Panel looks at music and caste in India

Katharine Blumenthal '06 presents findings from her award-winning music thesis on the Muslim Beda musicians alongside various experts on the subject at a panel discussion in Filene Hall on Tuesday.
Katharine Blumenthal '06 presents findings from her award-winning music thesis on the Muslim Beda musicians alongside various experts on the subject at a panel discussion in Filene Hall on Tuesday.

Blumenthal, the recipient of the 2007 Chase Peace Prize for Senior Thesis, shared her knowledge of the serious ethnic tension between Muslims and the Buddhists in the region at a panel in Filene Auditorium on Tuesday. This tension has led the region's Buddhist majority to discriminate against the Islamic Beda musicians.

"The Beda musicians, originally looked upon with some respect, are now degraded as musicians who only served a function within the society," Blumenthal said. "They are looked down upon as a caste and can not intermarry with other communities in Ladakh."

The caste to which the musicians now belong is seen as "untouchable" by Leh residents of higher castes. At social gatherings, the musicians are forced to use separate utensils and are often insulted, abused and even beaten up after festivals if they played too little music, according to Blumenthal.

"There are examples of people who were forced to play until they vomited blood," she said. "A man I met named Abdul Ali was never able to play again. This took away his livelihood, and now he depends on donations from neighbors because he has no other way of getting income."

Blumenthal believes that modernization could provide a shred of hope for members of the lower castes. Many ex-musicians are able to escape discrimination by joining the army or moving to an urban environment. Some, however, are attempting to embrace their past and see the good in their culture, she said.

"They see that tourism and making recordings is an economically viable way to keep their culture alive," Blumenthal said. "They have also tried to organize unions to advance the status of their fellow musicians."

Blumenthal, now an intern at the Smithsonian Institute, plans to set up a cultural center in Ladakh that would serve as a community center for those who suffer from discrimination in Leh.

On the panel, Blumenthal was accompanied by Hiromi Lorraine Sakata, a professor of ethnomusicology at the University of California, Los Angeles, and Martijn Van Beek, an associate professor and Ladakh scholar at the University of Aarhus in Denmark. Theodore Levin, the Parents' Distinguished Research Professor in the Humanities at the College, who advised Blumenthal in her major, hosted the event.

"This is a really important topic and hasn't been researched much at all," Van Beek said. "Katey shows sensitivity in her field of research and clears up some of the complexities in the field."

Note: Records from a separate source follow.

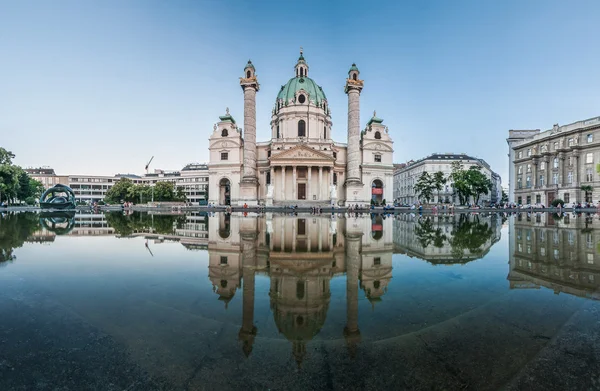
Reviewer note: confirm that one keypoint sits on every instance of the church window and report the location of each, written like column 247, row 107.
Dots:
column 300, row 290
column 301, row 128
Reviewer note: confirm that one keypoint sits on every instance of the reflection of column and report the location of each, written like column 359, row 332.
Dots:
column 294, row 185
column 308, row 186
column 351, row 331
column 283, row 183
column 320, row 192
column 248, row 331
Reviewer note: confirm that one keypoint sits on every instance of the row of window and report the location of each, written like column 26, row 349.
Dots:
column 589, row 177
column 570, row 142
column 589, row 159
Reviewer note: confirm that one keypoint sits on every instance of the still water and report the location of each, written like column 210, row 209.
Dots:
column 196, row 301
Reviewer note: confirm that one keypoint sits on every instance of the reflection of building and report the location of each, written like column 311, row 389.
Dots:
column 446, row 239
column 407, row 175
column 301, row 255
column 559, row 253
column 555, row 164
column 300, row 163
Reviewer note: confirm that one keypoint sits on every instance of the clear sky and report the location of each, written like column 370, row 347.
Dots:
column 100, row 87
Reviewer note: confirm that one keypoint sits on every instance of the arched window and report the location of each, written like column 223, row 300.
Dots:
column 301, row 128
column 300, row 290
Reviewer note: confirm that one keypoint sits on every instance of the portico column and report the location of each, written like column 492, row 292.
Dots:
column 309, row 196
column 320, row 193
column 294, row 195
column 283, row 183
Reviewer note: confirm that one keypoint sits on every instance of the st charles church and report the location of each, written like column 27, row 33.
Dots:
column 301, row 164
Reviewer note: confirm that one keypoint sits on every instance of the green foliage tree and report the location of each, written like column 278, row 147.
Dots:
column 478, row 182
column 15, row 183
column 424, row 186
column 439, row 180
column 504, row 197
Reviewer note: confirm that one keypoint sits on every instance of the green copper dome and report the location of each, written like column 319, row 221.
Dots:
column 315, row 93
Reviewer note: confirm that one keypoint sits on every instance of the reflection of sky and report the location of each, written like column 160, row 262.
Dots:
column 104, row 277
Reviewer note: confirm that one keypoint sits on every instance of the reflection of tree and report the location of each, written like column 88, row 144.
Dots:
column 469, row 235
column 427, row 234
column 143, row 222
column 14, row 230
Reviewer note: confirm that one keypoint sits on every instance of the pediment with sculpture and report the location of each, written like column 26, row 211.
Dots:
column 378, row 146
column 301, row 153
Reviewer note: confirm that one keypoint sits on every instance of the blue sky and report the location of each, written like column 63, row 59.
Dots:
column 100, row 87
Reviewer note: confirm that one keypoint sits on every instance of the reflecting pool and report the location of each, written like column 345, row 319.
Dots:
column 204, row 301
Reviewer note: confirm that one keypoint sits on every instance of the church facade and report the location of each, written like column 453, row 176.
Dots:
column 300, row 164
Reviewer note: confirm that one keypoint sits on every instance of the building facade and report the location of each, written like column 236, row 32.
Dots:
column 407, row 175
column 555, row 164
column 193, row 178
column 301, row 163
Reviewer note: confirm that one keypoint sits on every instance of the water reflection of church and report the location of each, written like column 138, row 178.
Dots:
column 300, row 255
column 557, row 252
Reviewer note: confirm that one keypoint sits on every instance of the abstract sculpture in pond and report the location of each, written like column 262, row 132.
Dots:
column 58, row 197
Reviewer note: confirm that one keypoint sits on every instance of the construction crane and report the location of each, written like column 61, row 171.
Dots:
column 148, row 164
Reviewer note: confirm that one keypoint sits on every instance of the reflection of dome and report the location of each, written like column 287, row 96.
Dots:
column 315, row 93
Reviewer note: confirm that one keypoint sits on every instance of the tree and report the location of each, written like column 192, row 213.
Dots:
column 478, row 182
column 6, row 157
column 424, row 186
column 504, row 199
column 439, row 180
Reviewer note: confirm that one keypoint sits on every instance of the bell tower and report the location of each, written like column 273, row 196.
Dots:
column 249, row 182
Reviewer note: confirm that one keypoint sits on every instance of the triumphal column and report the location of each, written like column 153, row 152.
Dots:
column 354, row 185
column 249, row 182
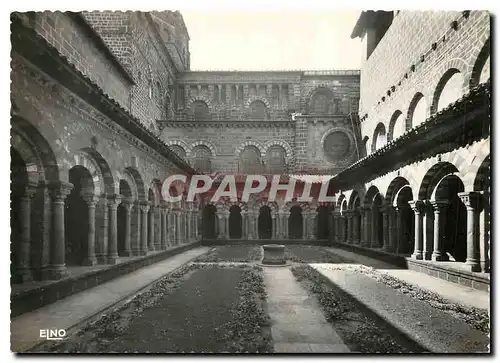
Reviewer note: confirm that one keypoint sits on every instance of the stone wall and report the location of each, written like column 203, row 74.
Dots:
column 414, row 59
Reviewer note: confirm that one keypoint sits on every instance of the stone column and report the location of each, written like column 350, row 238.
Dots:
column 274, row 220
column 220, row 219
column 427, row 231
column 58, row 192
column 24, row 268
column 178, row 227
column 355, row 227
column 164, row 227
column 349, row 215
column 418, row 210
column 250, row 220
column 367, row 227
column 144, row 228
column 90, row 259
column 151, row 227
column 286, row 215
column 157, row 228
column 374, row 222
column 113, row 202
column 226, row 224
column 336, row 235
column 385, row 227
column 439, row 216
column 472, row 203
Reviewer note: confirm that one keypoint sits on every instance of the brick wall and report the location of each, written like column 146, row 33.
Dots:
column 62, row 32
column 411, row 36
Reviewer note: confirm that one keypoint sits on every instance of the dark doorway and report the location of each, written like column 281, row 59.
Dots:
column 209, row 221
column 235, row 222
column 295, row 223
column 265, row 223
column 76, row 216
column 322, row 223
column 19, row 180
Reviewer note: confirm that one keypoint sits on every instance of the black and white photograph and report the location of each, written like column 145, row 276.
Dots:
column 263, row 181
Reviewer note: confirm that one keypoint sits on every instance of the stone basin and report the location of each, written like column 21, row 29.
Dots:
column 274, row 255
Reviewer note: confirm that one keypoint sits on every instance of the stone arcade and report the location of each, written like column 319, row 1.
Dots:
column 105, row 107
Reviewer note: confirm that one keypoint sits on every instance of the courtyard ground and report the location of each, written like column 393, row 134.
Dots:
column 220, row 300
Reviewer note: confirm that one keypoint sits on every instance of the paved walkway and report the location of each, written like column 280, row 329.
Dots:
column 298, row 325
column 448, row 290
column 77, row 308
column 434, row 329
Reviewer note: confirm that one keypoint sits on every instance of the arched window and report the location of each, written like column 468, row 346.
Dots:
column 200, row 111
column 322, row 102
column 250, row 162
column 178, row 150
column 379, row 137
column 258, row 110
column 202, row 159
column 276, row 160
column 449, row 89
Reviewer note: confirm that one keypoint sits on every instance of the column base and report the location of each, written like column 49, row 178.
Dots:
column 57, row 272
column 126, row 254
column 438, row 257
column 89, row 261
column 113, row 260
column 473, row 266
column 25, row 274
column 417, row 256
column 102, row 260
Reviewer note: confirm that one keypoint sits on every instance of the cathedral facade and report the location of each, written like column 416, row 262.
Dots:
column 105, row 107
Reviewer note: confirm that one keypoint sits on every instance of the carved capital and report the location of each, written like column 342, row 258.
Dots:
column 418, row 206
column 470, row 199
column 90, row 199
column 59, row 190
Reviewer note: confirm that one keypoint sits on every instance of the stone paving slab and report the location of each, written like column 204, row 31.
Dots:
column 436, row 330
column 448, row 290
column 297, row 323
column 77, row 308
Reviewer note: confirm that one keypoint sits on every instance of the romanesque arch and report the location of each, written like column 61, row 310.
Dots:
column 417, row 112
column 379, row 137
column 179, row 147
column 480, row 71
column 397, row 126
column 448, row 90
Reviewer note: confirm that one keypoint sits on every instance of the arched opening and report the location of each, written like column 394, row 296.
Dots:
column 406, row 225
column 250, row 162
column 276, row 160
column 19, row 181
column 265, row 223
column 258, row 110
column 449, row 89
column 322, row 102
column 200, row 111
column 454, row 236
column 121, row 215
column 397, row 126
column 76, row 216
column 209, row 221
column 377, row 222
column 235, row 222
column 202, row 159
column 379, row 137
column 151, row 219
column 482, row 184
column 417, row 112
column 179, row 150
column 322, row 223
column 295, row 227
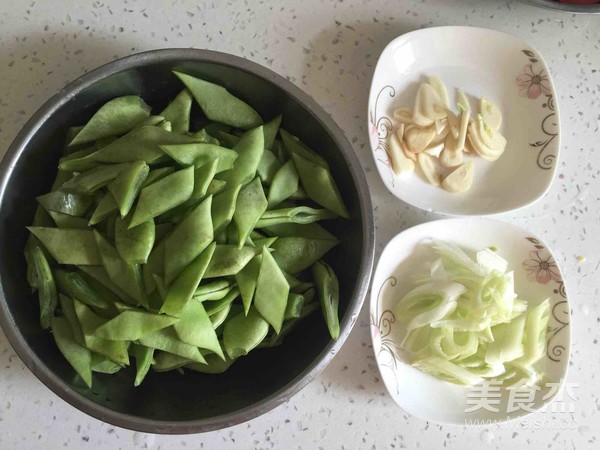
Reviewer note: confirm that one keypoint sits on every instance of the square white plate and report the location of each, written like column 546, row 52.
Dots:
column 481, row 62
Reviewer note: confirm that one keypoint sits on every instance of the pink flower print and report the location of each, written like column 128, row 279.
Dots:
column 533, row 84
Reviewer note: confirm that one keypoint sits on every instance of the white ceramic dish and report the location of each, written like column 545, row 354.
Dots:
column 537, row 277
column 481, row 62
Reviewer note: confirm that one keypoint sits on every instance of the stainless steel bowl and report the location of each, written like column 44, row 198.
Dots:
column 567, row 7
column 169, row 402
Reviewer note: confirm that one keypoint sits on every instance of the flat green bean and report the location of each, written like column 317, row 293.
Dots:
column 272, row 289
column 219, row 105
column 114, row 118
column 328, row 291
column 69, row 246
column 79, row 357
column 178, row 112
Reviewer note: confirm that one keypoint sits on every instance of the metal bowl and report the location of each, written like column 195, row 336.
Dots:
column 567, row 7
column 170, row 402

Blumenthal, who focused her studies on ethnomusicology, spent more than two years doing field research and working on her thesis, according to Levin.

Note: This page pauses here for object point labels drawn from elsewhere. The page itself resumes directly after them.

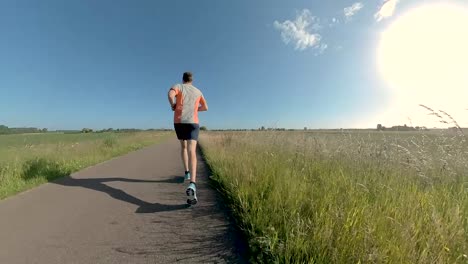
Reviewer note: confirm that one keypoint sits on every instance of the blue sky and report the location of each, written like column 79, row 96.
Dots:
column 110, row 63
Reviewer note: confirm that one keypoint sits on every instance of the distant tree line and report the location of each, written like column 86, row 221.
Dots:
column 401, row 128
column 4, row 130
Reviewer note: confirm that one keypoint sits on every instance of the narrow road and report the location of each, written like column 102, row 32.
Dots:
column 131, row 209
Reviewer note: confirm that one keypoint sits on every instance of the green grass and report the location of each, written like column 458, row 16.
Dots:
column 304, row 197
column 30, row 160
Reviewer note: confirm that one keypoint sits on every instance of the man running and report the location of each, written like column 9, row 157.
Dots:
column 189, row 101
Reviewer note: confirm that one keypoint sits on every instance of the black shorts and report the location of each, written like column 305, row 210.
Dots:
column 187, row 131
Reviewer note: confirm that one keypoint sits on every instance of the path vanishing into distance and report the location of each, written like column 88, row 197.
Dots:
column 131, row 209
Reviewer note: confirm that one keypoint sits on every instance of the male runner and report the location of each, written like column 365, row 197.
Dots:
column 189, row 101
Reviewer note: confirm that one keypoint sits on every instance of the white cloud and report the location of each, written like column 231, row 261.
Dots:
column 387, row 9
column 352, row 10
column 303, row 31
column 334, row 21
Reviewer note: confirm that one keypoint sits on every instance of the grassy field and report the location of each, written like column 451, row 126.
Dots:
column 29, row 160
column 373, row 197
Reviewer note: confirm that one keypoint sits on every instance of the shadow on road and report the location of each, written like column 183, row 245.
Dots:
column 98, row 184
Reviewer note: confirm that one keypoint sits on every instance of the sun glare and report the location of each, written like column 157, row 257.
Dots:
column 423, row 57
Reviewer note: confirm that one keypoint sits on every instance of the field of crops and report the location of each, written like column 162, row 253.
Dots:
column 29, row 160
column 342, row 197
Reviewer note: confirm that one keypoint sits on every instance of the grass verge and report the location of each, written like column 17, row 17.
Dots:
column 345, row 198
column 27, row 161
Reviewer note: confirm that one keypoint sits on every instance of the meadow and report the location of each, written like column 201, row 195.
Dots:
column 345, row 197
column 28, row 160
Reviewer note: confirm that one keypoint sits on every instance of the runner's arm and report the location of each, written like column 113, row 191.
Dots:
column 203, row 105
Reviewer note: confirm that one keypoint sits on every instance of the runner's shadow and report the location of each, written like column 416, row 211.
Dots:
column 98, row 184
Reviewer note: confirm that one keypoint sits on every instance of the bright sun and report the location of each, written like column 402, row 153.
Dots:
column 423, row 57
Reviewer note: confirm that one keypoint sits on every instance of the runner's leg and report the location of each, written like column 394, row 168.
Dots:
column 184, row 154
column 192, row 147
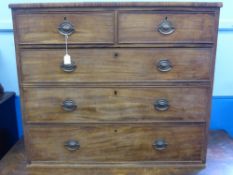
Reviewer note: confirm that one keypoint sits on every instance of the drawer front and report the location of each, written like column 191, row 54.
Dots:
column 115, row 104
column 166, row 27
column 116, row 143
column 89, row 27
column 117, row 65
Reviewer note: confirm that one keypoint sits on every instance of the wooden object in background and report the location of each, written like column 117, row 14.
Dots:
column 136, row 96
column 8, row 123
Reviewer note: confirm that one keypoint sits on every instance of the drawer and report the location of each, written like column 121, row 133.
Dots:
column 42, row 28
column 115, row 104
column 166, row 27
column 117, row 65
column 116, row 143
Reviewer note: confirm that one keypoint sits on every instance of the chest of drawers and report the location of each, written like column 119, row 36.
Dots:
column 136, row 96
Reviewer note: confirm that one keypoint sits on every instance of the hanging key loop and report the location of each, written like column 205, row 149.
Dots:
column 67, row 65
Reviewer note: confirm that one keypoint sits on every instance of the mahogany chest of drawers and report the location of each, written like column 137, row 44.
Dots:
column 133, row 99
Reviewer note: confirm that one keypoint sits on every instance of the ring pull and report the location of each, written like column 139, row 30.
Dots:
column 72, row 145
column 66, row 28
column 68, row 105
column 166, row 27
column 161, row 105
column 160, row 144
column 164, row 65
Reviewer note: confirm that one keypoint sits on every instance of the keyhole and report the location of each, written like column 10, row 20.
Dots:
column 116, row 55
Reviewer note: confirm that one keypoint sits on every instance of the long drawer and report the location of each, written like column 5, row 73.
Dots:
column 116, row 143
column 166, row 27
column 117, row 65
column 115, row 104
column 42, row 28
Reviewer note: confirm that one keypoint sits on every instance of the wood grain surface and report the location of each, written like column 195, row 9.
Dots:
column 116, row 143
column 142, row 27
column 115, row 104
column 116, row 65
column 90, row 27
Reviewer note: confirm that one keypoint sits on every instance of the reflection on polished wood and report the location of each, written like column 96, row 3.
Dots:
column 219, row 159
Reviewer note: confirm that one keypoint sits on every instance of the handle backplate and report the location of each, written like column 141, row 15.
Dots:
column 72, row 145
column 160, row 144
column 164, row 65
column 166, row 27
column 161, row 105
column 69, row 105
column 66, row 28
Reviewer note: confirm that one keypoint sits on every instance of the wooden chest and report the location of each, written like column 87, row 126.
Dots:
column 134, row 99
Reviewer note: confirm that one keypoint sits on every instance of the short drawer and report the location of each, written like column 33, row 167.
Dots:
column 166, row 27
column 117, row 65
column 42, row 28
column 116, row 143
column 71, row 105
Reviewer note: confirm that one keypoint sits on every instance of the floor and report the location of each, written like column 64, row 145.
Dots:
column 219, row 158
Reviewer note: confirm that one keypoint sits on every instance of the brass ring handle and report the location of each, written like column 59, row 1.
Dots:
column 66, row 28
column 68, row 67
column 164, row 65
column 166, row 27
column 160, row 144
column 68, row 105
column 72, row 145
column 161, row 105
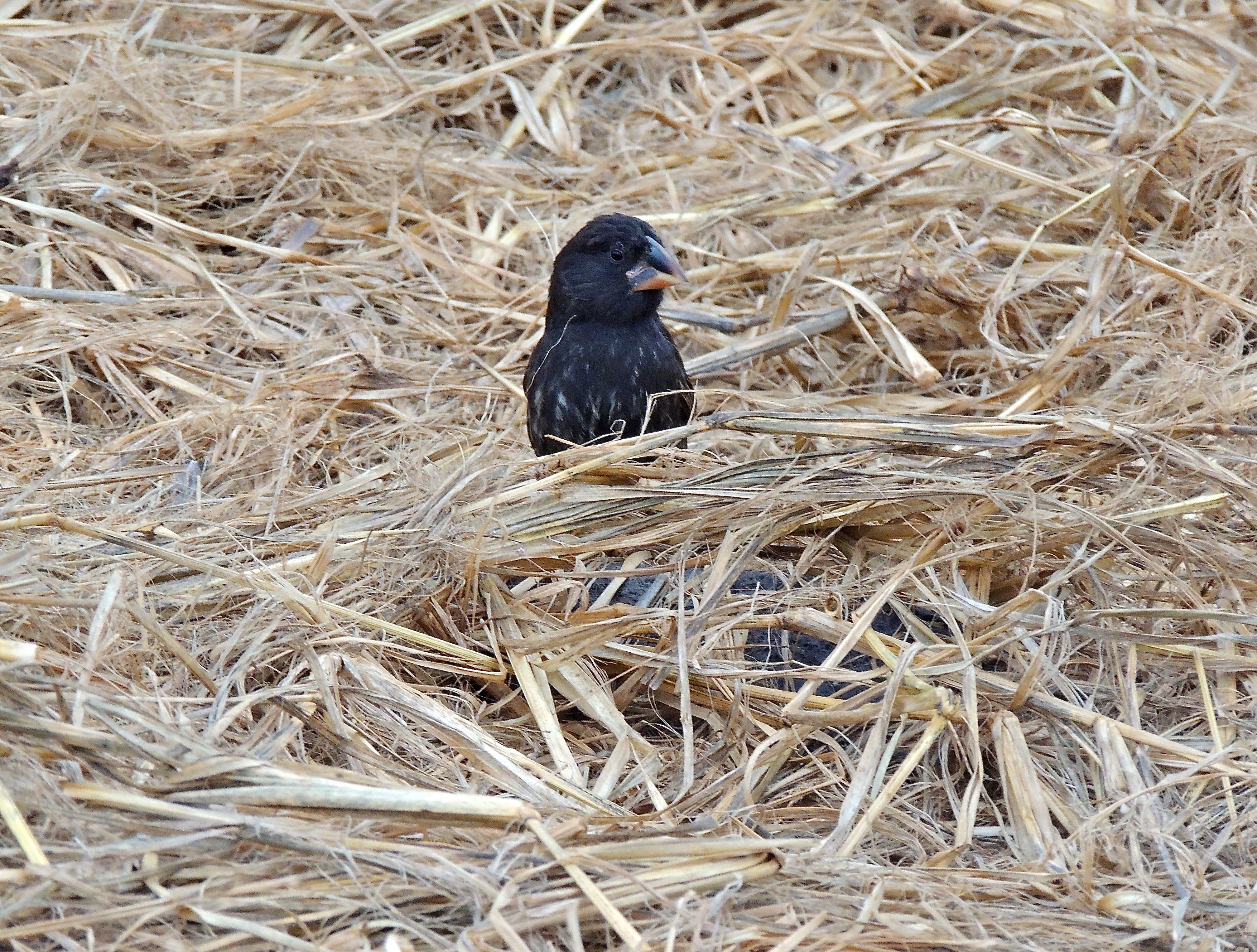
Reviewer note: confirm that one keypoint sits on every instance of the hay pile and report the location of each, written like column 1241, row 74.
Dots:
column 303, row 650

The Chase Senior Thesis Prize is awarded annually to a member of the graduating class whose thesis demonstrates a broad knowledge and understanding of any topic relating to war and peace. The award grants the recipient $1,500 and the opportunity to return to Dartmouth the following year to host a panel relating to the subject of his or her thesis.

"This is not an obvious discipline in which to award a prize for peace," Levin said. "It is a wonderful mark of distinction for Katey's work and for the Chase Peace Prize committee."

The Chase Peace Prize was founded by Edward M. Chase, a native Lithuanian who settled in Manchester, New Hampshire until his death in 1939. In addition to his gifts to Dartmouth, Chase endowed Harvard University and a number of other private institutions with similar bequests in order to "encourage people to think about specific peace issues," according to William Wohlforth, chair of Dartmouth's government department.

"This award encourages people to think broadly about the issue of war and peace, especially the peace side," Wohlforth said. "This is a legacy started by an individual who saw the potential of higher education."